Time will tell just how damaging the court’s interpretation of federal preemption is, but it’s fair to say it impedes California’s efforts to end its reliance on polluting gas and the wishes of Californians who overwhelmingly support action on climate change. And on the same day that the 9th Circuit issued their decision, it became clear that SoCalGas may have had a hand in this setback.

While the California Restaurant Association, or CRA, has served as the face of this suit, it turns out that the gas industry played a key role. Public filings showed that when CRA filed its lawsuit, SoCalGas, the nation’s largest gas utility, began to pay millions in legal fees to Reichman Jorgensen, the same firm representing CRA.  

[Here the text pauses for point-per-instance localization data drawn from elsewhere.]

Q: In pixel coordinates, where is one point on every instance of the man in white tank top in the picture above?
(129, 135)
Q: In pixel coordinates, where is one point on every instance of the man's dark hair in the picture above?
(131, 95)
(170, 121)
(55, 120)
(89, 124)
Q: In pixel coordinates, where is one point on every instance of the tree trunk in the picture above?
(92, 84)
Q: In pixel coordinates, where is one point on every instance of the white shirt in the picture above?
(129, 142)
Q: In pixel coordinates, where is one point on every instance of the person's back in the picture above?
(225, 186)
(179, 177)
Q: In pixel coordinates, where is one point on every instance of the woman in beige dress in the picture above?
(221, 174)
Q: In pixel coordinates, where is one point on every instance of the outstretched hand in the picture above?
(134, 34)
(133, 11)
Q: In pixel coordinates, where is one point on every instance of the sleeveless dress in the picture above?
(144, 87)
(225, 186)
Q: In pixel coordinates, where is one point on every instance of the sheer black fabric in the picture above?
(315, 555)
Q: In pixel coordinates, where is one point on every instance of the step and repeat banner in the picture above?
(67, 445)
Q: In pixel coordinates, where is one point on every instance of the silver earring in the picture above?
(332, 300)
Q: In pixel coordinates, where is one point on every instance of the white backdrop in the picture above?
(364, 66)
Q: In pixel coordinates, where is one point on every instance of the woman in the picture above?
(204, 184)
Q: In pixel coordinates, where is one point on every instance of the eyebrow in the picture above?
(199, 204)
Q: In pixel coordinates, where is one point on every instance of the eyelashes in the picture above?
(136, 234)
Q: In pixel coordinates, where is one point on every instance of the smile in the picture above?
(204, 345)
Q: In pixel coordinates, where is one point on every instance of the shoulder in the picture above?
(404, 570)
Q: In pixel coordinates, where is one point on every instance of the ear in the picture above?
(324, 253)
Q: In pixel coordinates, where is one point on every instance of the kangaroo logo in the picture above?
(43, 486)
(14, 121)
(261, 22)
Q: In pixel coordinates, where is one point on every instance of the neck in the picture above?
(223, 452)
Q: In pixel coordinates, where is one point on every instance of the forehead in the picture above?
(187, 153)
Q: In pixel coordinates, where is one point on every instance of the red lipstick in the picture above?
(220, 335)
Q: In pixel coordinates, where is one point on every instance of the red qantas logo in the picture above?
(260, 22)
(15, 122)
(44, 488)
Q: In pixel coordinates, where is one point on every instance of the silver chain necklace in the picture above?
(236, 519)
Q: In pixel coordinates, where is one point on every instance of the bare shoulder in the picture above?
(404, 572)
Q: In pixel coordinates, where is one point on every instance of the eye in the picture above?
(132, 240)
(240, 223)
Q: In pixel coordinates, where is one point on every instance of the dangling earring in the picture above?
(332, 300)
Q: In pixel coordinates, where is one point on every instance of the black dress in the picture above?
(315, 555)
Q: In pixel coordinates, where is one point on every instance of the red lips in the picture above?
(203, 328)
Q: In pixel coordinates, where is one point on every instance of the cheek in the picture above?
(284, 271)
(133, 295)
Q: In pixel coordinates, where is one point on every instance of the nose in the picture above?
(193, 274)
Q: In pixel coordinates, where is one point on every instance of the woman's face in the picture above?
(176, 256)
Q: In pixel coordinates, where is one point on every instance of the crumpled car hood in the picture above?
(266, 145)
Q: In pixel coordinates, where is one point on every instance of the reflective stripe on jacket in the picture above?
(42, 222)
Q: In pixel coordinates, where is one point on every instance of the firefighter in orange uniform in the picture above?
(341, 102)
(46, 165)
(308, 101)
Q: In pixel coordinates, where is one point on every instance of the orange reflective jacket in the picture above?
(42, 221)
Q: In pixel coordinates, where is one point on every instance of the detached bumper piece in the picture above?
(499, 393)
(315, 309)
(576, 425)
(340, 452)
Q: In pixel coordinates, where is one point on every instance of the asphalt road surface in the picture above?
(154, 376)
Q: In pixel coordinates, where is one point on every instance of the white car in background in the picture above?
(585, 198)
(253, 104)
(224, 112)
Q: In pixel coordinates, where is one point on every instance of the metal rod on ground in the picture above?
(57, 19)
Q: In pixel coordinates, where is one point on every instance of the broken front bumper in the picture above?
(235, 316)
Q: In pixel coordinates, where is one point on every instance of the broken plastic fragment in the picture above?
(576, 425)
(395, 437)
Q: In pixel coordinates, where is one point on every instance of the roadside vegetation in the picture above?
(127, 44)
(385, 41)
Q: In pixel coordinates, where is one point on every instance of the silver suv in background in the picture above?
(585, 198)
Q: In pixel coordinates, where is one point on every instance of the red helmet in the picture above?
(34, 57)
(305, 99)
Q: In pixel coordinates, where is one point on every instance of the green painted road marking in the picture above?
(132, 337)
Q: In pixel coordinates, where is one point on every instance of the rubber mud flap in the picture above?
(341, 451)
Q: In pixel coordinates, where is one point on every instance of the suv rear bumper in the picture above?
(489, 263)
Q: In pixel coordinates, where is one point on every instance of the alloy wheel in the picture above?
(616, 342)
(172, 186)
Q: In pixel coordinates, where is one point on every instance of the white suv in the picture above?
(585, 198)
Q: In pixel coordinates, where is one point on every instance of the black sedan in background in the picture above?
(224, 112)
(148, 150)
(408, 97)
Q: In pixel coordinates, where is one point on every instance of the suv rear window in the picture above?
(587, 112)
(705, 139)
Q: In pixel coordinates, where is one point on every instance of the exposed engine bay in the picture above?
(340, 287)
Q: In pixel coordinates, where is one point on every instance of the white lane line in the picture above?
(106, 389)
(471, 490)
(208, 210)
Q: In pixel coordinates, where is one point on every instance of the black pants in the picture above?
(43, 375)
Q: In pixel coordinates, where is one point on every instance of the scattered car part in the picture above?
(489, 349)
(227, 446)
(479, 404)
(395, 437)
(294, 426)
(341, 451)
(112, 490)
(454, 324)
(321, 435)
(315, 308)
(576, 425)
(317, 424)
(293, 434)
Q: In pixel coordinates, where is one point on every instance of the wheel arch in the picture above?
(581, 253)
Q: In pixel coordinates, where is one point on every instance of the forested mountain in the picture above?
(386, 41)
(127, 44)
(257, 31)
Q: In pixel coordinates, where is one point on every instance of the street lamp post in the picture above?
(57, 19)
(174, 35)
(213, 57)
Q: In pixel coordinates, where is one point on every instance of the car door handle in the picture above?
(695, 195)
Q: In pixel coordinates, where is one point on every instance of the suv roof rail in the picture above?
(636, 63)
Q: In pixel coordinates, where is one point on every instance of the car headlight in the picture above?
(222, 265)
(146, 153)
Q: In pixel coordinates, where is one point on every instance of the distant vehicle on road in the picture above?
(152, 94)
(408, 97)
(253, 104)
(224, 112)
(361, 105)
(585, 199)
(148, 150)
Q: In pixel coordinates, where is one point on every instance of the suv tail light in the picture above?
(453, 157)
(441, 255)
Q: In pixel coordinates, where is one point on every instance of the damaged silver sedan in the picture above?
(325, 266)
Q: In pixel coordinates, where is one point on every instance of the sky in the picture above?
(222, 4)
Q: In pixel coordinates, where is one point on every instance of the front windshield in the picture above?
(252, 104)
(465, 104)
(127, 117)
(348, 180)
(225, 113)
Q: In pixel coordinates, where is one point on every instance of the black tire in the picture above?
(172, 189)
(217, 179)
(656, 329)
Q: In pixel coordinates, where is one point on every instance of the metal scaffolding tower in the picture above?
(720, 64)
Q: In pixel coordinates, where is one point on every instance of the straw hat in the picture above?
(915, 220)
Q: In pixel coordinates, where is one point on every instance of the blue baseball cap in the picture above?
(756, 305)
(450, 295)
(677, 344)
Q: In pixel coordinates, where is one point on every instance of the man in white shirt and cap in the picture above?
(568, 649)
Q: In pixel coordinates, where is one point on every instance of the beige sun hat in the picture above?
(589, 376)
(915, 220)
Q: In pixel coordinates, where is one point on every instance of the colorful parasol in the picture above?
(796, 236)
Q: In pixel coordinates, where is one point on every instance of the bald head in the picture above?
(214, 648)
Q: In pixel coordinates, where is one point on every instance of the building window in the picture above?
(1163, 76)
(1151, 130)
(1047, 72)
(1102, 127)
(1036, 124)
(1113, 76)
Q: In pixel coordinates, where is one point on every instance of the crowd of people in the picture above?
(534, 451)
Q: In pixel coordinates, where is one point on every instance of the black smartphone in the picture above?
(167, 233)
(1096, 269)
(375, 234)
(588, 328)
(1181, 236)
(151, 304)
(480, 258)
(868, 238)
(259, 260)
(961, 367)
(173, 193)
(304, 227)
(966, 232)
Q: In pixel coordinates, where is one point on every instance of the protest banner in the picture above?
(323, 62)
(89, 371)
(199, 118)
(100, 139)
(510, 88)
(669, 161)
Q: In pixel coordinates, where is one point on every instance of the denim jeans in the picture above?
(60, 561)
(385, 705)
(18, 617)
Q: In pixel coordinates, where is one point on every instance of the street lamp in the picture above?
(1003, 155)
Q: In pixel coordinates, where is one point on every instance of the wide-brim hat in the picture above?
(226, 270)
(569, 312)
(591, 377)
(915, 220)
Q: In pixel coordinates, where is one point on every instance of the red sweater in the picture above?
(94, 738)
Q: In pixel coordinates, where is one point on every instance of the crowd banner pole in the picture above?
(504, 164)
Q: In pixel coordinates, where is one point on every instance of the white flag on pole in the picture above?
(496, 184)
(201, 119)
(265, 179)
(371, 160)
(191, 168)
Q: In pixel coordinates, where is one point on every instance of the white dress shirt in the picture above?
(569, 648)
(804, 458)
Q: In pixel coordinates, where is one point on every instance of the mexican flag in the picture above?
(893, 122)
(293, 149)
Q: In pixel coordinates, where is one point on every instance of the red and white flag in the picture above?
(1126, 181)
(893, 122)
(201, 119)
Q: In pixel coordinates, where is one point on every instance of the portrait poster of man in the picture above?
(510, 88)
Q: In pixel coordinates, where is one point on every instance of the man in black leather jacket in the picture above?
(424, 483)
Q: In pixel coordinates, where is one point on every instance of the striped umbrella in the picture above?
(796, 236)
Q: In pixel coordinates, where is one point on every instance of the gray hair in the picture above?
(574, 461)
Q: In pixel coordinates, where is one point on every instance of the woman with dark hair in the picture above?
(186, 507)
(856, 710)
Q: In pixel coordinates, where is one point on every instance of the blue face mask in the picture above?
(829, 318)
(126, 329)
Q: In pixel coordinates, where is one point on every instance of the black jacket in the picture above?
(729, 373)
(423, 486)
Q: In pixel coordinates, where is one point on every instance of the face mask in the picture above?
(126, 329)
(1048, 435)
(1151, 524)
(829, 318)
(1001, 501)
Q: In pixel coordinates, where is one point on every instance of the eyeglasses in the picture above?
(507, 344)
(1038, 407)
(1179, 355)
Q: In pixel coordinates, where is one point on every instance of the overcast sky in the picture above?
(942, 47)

While SoCalGas had previously denied the work was related, last week SoCalGas was forced by the California Public Utilities Commission to admit that it funneled more than $1 million of customer money to pay for legal services by Reichman Jorgensen that included work on federal preemption of local laws to limit gas, the very issue at the heart of the CRA litigation. This was at the same time SoCalGas ramped up its donations to the CRA’s philanthropic arm, the California Restaurant Foundation, from $24,000 in 2019 to more than half a million in 2021.

That’s right. On the heels of the most crippling utility bill affordability crisis this decade in Southern California, SoCalGas used money collected through gas bills to develop the legal claims underpinning the challenge to a policy that’s been embraced by dozens of California communities, including Los Angeles. 

The revelation comes as a result of Earthjustice’s client, the California Environmental Justice Alliance, intervening in SoCalGas’ request to California regulators to increase gas rates by more than 20%. The organization’s goal is to identify and block utility spending that impedes California’s transition away from fossil fuels.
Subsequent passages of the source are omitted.